Thank you for making & sharing this resource!


i wonder then about some journals’ requirement for eg sex-specific estimates of the effect eg Circulation: “Please provide sex-specific and/or race/ethnicity-specific data when appropriate in describing the outcomes of epidemiologic analyses or clinical trials, or specifically state that no sex-based or race/ethnicity-based differences were present.” submission requirments. It’s not exactly clear if they’re alluding to a treatment interaction but i believe they are. As you note in the blog there is typically a serious lack of power, and thus the test it anti-conservative. The forest plot of ORs across subgroups that you describe would be a compelling visual however

regarding the OR, i noticed @timdisher challenged anyone on tiwtter to shake his faith: The odds ratio is the best effect measure of all time…

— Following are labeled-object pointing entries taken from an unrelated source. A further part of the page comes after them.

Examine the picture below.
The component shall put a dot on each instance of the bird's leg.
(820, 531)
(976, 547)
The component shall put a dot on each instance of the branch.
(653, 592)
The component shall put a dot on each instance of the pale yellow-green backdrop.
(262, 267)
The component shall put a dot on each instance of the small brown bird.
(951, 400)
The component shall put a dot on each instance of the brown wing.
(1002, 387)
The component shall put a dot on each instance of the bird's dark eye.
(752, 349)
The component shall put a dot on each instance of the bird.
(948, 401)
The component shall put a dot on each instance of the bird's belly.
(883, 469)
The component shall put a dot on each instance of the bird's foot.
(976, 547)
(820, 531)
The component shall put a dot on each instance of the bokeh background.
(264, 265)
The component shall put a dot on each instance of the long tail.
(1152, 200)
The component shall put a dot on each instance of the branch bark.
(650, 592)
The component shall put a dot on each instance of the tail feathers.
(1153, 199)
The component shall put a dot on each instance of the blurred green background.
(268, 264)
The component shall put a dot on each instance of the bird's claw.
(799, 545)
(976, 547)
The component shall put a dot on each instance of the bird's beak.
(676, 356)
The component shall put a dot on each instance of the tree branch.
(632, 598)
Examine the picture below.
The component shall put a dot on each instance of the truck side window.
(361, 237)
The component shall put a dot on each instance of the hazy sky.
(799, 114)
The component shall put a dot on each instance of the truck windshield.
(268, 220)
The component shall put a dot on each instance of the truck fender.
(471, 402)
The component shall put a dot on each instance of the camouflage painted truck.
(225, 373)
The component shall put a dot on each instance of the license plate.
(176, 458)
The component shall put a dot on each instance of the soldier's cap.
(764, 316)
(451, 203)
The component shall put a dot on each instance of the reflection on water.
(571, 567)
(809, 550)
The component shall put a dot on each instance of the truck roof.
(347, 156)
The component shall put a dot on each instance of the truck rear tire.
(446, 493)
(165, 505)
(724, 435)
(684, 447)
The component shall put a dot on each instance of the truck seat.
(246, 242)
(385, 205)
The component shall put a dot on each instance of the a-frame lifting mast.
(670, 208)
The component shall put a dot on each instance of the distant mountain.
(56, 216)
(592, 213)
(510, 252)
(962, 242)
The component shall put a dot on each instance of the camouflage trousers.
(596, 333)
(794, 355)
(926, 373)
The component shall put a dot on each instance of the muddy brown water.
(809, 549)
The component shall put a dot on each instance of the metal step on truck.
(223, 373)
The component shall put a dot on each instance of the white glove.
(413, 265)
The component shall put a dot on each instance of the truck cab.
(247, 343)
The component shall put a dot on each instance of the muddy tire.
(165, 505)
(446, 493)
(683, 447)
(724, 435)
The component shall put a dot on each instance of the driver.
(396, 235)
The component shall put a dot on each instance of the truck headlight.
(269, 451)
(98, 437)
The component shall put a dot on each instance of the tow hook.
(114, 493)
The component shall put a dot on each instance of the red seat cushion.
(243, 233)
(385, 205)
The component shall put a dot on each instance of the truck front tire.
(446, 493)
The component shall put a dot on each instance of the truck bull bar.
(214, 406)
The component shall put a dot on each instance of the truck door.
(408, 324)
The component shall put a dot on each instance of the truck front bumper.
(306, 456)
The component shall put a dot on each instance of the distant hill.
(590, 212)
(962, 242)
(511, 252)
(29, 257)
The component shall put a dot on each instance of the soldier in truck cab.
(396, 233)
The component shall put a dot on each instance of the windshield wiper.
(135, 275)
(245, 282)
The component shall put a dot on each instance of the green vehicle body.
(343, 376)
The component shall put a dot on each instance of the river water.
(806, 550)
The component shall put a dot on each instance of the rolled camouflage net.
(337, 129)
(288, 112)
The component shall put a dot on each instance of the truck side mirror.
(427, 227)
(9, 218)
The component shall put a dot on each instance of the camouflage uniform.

The age-old NIH requirement was never quite appropriate because of the reason you mentioned Paul. This cannot be done reliably without borrowing of information, e.g., by putting a prior distribution on the interaction effect to assume that the response to tx for males is more like that for females than not. This Bayesian idea of having interactions “half in” and “half out” of the model is discussed well here.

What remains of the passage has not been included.